Another reason the CEO is cool on automation goes against some of the pitch to go computerized — production and delivery of the product.

“Trucks break down in the middle of nowhere, trust me,” he said, noting that there’s no driver to get out and diagnose the problem. Reaction time to that equipment can create more down time.

The trucks also drive slower when automated, which can produce quicker wear and tear, but allows for more to be done in a given time period.

He points to the Japanese steel mills in the 1990s, which had no option but to implement widespread automation. The country’s population was aging quickly, and a new generation was not willing to take shifts in the steel mills.

The 90s in particular were tough on Japan as a whole. Its GDP dropped by about $1 billion in what is colloquially referred to as the “Lost Decade” when the economy tanked and wages plummeted by 5 percent.

At the mills, with a dwindling amount of workers, the Japanese implemented computers and machines to get the job done and avoid shutting down. Now, 20 years later, Goncalves said, the mills are a lot weaker.

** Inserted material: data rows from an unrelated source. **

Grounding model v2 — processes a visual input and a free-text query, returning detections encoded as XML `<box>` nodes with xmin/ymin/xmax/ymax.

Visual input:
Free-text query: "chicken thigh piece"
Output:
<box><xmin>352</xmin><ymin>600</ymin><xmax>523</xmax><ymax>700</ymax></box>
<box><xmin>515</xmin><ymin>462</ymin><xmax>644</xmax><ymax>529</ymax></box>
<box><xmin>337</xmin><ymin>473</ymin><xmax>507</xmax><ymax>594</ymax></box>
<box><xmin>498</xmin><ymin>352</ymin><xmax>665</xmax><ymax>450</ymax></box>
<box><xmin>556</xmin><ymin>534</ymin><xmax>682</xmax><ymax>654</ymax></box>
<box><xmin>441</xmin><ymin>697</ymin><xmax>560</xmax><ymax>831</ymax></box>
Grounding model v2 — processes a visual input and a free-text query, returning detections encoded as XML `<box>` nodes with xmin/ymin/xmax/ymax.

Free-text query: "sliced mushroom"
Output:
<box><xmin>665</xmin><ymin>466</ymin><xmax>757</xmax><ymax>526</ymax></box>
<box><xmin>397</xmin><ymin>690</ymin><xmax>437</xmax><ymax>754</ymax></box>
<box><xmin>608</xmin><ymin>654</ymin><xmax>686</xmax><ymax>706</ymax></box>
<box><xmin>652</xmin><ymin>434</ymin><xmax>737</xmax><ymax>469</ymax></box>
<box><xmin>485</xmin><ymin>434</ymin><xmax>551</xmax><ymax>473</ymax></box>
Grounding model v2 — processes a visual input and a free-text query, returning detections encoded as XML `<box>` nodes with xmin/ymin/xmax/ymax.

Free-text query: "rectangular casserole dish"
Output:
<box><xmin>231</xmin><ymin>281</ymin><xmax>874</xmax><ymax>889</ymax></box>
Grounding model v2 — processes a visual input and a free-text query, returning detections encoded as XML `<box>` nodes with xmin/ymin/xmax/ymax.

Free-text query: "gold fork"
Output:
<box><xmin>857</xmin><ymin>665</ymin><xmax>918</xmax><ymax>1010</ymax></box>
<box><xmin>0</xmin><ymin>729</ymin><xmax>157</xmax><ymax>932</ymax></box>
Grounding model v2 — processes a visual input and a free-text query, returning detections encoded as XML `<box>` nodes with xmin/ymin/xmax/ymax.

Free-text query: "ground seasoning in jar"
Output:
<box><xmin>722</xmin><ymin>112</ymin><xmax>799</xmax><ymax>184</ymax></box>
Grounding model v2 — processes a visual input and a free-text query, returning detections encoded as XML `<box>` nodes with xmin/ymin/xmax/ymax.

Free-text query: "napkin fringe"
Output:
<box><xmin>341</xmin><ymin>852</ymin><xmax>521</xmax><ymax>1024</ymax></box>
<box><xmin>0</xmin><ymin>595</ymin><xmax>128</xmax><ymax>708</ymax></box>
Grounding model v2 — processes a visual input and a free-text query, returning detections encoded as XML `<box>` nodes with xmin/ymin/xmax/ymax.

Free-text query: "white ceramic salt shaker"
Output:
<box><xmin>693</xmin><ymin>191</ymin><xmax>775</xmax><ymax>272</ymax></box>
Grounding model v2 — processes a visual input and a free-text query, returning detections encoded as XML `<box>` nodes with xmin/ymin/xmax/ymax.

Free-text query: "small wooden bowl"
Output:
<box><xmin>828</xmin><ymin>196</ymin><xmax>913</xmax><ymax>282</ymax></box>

Instead, automation has uses to lesser extents in American mines. It is used in training and simulations, and also for data collection purposes. But disrupting the industry’s current structure? Not now, and maybe not during our lifetimes.

“The iron ore mining business is structured … We are better off keeping the operators and keeping it operated by men and women,” Goncalves said. “I’m a realistic guy, and I don’t go after the latest trendy thing. I know I sound like a different kind of guy sometimes, but I’m realistic. When push comes to shove, reality takes care of everything they talked about two or three years ago.”